The Passion play has been a success for more than 40 years in the famous Montreal basilica, but the passage of time has made it seem old-fashioned, and modern audiences are growing restless. It's time for an overhaul.
So the priest in charge hires some new actors - younger, more inventive - to stage a revised and updated version. And they make the mistake of taking their material literally.
The teachings of Christ, it has often been observed, would be radical and subversive, if anyone ever took them literally. And they would be profoundly offensive to those who build their kingdoms in this world and not in the next. The actors who rewrite the Passion in "Jesus of Montreal" create a play that is good theater and perhaps even good theology, but it is not good public relations. And although audiences respond well and the reviews are good, the church authorities are reluctant to offend the establishment by presenting such an unorthodox reading of the sacred story. So they order the play to be toned down.
But by the time they act, a curious thing has happened to the actors. They have come to believe in their play, to be shaped by the roles they play. "Jesus of Montreal" does not try to force a parallel between the Passion of Christ and the experiences of these actors. And yet certain similarities do appear, and Daniel (Lothaire Bluteau), the actor who plays Christ, discovers that his own life is taking on some of the aspects of Christ's. By the end of the film we have arrived at a crucifixion scene that actually plays as drama, and not simply as something that has been forced into the script.
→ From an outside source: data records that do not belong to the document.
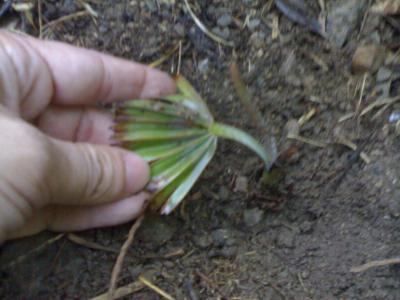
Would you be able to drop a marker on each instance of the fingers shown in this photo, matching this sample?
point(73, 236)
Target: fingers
point(70, 218)
point(83, 76)
point(39, 72)
point(87, 174)
point(77, 124)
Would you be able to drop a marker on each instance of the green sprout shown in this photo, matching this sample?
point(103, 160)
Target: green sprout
point(177, 136)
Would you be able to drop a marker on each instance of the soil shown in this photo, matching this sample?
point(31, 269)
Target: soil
point(229, 241)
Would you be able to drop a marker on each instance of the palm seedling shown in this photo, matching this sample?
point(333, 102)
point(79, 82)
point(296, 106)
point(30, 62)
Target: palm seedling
point(178, 136)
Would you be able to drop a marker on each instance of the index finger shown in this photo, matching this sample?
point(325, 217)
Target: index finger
point(83, 77)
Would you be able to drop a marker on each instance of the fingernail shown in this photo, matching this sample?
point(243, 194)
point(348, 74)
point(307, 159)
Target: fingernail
point(136, 173)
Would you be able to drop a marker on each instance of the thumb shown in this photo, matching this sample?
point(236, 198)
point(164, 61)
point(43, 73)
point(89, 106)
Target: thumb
point(87, 174)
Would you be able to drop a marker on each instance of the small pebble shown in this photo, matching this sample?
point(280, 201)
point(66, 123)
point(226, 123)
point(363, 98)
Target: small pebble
point(253, 24)
point(203, 241)
point(223, 237)
point(224, 20)
point(203, 66)
point(223, 193)
point(394, 117)
point(252, 216)
point(241, 184)
point(222, 33)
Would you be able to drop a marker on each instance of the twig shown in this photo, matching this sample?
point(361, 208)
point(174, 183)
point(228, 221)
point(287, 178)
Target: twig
point(123, 291)
point(206, 31)
point(374, 264)
point(361, 96)
point(120, 259)
point(379, 102)
point(155, 288)
point(307, 141)
point(88, 244)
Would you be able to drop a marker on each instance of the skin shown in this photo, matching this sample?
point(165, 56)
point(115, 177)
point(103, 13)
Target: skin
point(58, 170)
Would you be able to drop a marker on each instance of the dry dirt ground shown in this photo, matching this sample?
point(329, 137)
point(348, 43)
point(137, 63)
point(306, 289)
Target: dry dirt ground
point(229, 241)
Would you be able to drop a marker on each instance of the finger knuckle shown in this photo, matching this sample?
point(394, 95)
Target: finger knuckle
point(103, 173)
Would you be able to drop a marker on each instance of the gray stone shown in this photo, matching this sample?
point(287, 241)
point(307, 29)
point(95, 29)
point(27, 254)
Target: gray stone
point(286, 239)
point(223, 237)
point(224, 20)
point(252, 216)
point(203, 241)
point(225, 252)
point(203, 66)
point(179, 30)
point(223, 193)
point(221, 32)
point(383, 74)
point(253, 24)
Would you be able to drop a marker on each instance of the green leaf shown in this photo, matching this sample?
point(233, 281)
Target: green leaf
point(178, 137)
point(164, 171)
point(242, 137)
point(188, 182)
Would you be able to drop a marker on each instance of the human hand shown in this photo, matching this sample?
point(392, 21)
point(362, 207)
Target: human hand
point(58, 170)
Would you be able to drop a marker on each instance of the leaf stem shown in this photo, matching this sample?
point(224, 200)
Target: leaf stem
point(232, 133)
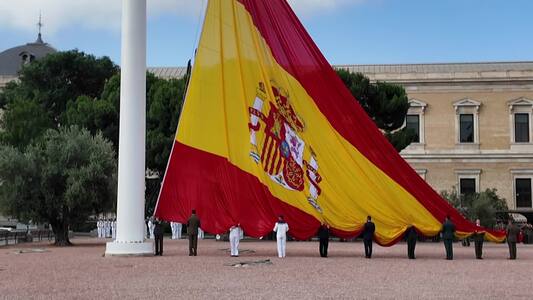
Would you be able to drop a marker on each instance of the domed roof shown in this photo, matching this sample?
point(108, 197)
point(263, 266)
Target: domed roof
point(12, 60)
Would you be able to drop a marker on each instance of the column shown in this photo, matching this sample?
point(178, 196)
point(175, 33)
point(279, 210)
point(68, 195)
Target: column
point(132, 134)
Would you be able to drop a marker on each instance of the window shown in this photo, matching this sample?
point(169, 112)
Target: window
point(521, 128)
point(467, 186)
point(466, 124)
point(413, 122)
point(523, 192)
"Jesus of Montreal" was written and directed by Denys Arcand, the best of the new generation of Quebec filmmakers. His previous film was "The Decline Of The American Empire," in which a group of Montreal intellectuals gathered to prepare a meal and talk about the meanings of their lives; it was sort of a conversational version of "The Big Chill." This film is much more passionate, and angrier. It suggests that most establishments, and especially the church, would be rocked to their foundations by the practical application of the maxims of Christ.
Many of the scenes have obvious parallels in the New Testament. In one, an actress from the troupe appears at an audition for a TV commercial and is asked to take off her clothes - not because nudity is required in the commercial, but more because the casting director wants to exercise his power. Arriving late at the audition, Daniel, the Christ figure, shouts out to his friend to leave her clothes on. And then, when the advertising people try to have him ejected, he goes into a rage, overturning lights and cameras. It is a version, of course, of Christ and the moneylenders in the temple.
Another way in which "Jesus of Montreal" parallels the life of Christ is in the way a community grows up around its central figure.
Filled with a vision they believe in, nourished by the courage to carry on in the face of the authorities, these actors persist in presenting their play even in the face of religious and legal opposition.
It's interesting the way Arcand makes this work as theology and drama at the same time; in a sense, "Jesus of Montreal" is a movie about the theater, not about religion.
If you go to the movie, pay close attention to Bluteau in the title role. He is considered the most powerful actor to come out of Canada in years, with his emaciated good looks and his burning intensity, and he has recently received strong reviews for his stage work in London.
Bluteau is an actor of the Mickey Rourke-Eric Roberts-James Woods school, consumed with fire, intense in his concentration, and he is just right for this role.
As for the film itself, I was surprised at how absorbed I became, even though right from the beginning I assumed I would see some kind of modern parallel of the Passion. Arcand doesn't force the parallels, and his screenplay is not simply an updated paraphrase of the New Testament.
It's an original and uncompromising attempt to explore what really might happen, if the spirit of Jesus were to walk among us in these timid and materialistic times.